For analyzing the movements of the participants, we used the tracked position of their wrists, we denote \(x_{ij}\) as the position at timepoint j in task i. For the first 11 tasks, we used the avatar screen coordinate vertical position for the right wrist. The choice of this coordinate is because the avatar has been scaled according to an initial estimate of the player’s arm length, making on-screen positions comparable between players. For the following 11 tasks, we used the corresponding coordinates for the left wrist. For each of the 22 tasks, we used measurements for the first second of play. The first second of the game is enough for the person to respond and start moving. We can see the contrast between a fast and slow reacting participant in Fig. 3. This yields, in the end, a total of \(p=20\times 22=440\) variables per participant. We denote \(m_{i_S}\) as the mean of the first three measurements for task i and \(m_{i_E}\) as the average for the last three measures for task i.

$$\begin{aligned} \tilde{x}_{ji} := \frac{x_{ji}-m_{i_S}}{|m_{i_S}-m_{i_E}|} \end{aligned}$$
(3)

We further scale the j-th measurement \(x_{ji}\) from task i as depicted in Eq. 3. Due to variation in the end and starting position, this scaling ensures that the data is more robust to reactions of the participants.

Fig. 3.
figure 3

Data used for the experiment, vertical position of two subjects’ hands over the first second of the 22 tasks. On the left we have a participant that generally reacts fast, on the right we have a more slow reacting individual.

We normalize the data before applying sparse ordinal regression by subtracting the mean for each variable and scaling the standard deviation to one. We report the balanced accuracy for leave one cross-validation, where we allow the regularization parameters \(\lambda _1\) and \(\lambda _2\) from Eq. 1 to be in the set \(\{0.1,0.01,0.001\}\). We perform this experiment for the four labels shown in Fig. 2. Note that the three variables for MDS-UPDRS were only measured for the Parkinson patients; thus the controls were assumed to have a score of zero.

4 Results

The leave one out cross-validation balanced-accuracy ranged from 38.8% for hand movement right to 48.1% for elbow rigidity. The corresponding confusion matrices are shown in Table 1. We can see that the predictions are somewhat accurate, although the LOO-CV most likely overestimates the real accuracy.

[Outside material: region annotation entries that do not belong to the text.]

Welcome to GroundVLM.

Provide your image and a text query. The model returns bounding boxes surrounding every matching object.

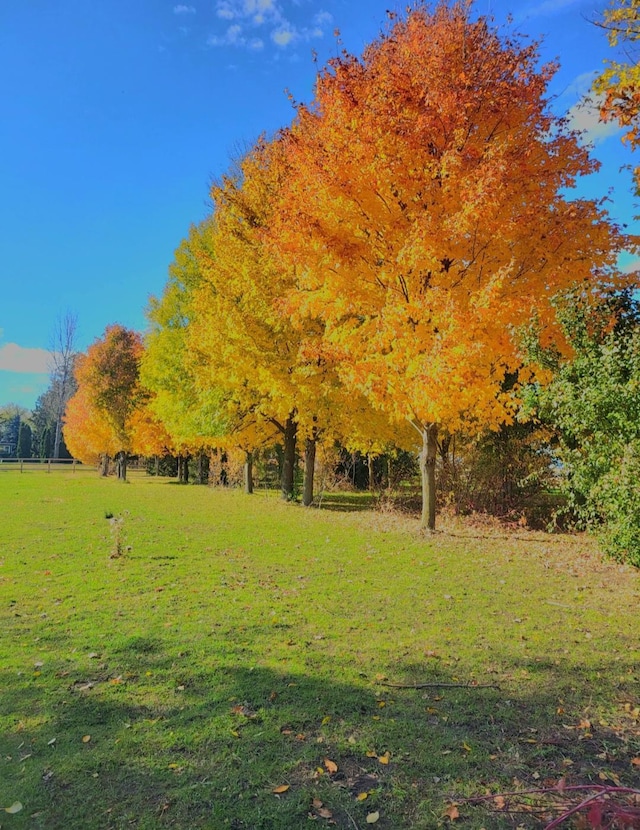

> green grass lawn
[0,471,640,830]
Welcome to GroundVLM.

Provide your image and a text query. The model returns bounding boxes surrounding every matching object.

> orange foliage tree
[266,2,624,528]
[65,325,148,480]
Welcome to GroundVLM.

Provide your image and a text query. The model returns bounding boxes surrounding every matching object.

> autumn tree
[65,325,147,480]
[63,384,118,476]
[271,2,622,528]
[140,228,230,488]
[593,0,640,187]
[189,141,392,504]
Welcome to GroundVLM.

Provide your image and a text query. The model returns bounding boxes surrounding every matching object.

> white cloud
[0,343,51,374]
[620,259,640,274]
[207,0,333,51]
[516,0,582,22]
[313,12,333,26]
[567,94,620,144]
[271,27,296,46]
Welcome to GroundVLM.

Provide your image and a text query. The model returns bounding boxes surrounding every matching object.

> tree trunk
[178,455,189,484]
[243,450,253,495]
[302,438,316,507]
[198,450,209,484]
[420,424,438,530]
[367,453,376,492]
[281,414,298,501]
[116,450,127,481]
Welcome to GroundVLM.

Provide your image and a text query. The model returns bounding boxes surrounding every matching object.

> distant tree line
[56,0,640,564]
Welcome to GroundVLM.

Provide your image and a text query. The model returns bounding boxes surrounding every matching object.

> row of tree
[65,0,635,564]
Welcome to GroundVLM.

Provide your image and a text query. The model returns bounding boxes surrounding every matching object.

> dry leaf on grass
[444,804,460,821]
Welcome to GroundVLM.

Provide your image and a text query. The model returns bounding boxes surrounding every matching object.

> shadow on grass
[0,634,640,830]
[317,493,378,513]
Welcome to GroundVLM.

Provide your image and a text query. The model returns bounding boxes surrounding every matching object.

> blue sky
[0,0,637,408]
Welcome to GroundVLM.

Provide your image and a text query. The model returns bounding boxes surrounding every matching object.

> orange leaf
[444,804,460,821]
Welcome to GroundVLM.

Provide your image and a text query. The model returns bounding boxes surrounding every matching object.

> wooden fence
[0,458,90,473]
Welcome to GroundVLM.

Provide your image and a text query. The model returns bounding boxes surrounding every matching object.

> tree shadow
[0,633,640,830]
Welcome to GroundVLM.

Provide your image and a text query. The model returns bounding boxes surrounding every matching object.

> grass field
[0,472,640,830]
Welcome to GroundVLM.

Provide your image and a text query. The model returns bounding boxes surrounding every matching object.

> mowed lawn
[0,470,640,830]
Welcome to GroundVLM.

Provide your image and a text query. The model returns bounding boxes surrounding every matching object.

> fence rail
[0,458,91,473]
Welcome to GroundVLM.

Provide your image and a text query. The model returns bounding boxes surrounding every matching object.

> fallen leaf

Note that the best forecasts for class zero are in MDS-UPDRS 3.4a and SAS-4. We assume that the controls have a score of zero in the MDS-UPDRS variables since they were not measured, this may not be entirely correct, a few individuals in the control group had a score of one for SAS-4.

Table 1. Confusion matrices for predictions (with best performing regularization parameters) from the item left out in the leave one out cross-validation. Most of the predictions are concentrated around the correct label, but most of them have difficulties with the higher labels.

5 Conclusions

We have presented a novel approach for assessing the severity of upper body motor symptoms in PD. The novelty lies in the game-like environment, which has been proven to work both in the clinic, or in the patient’s home and the sparse ordinal regression for prediction the severity of motion disturbances. Longitudinal studies are needed to establish further the potential of this approach. Monitoring the movement in correspondence with the presence of pre-movement related symptoms has potential to create novel tools for early detection of PD.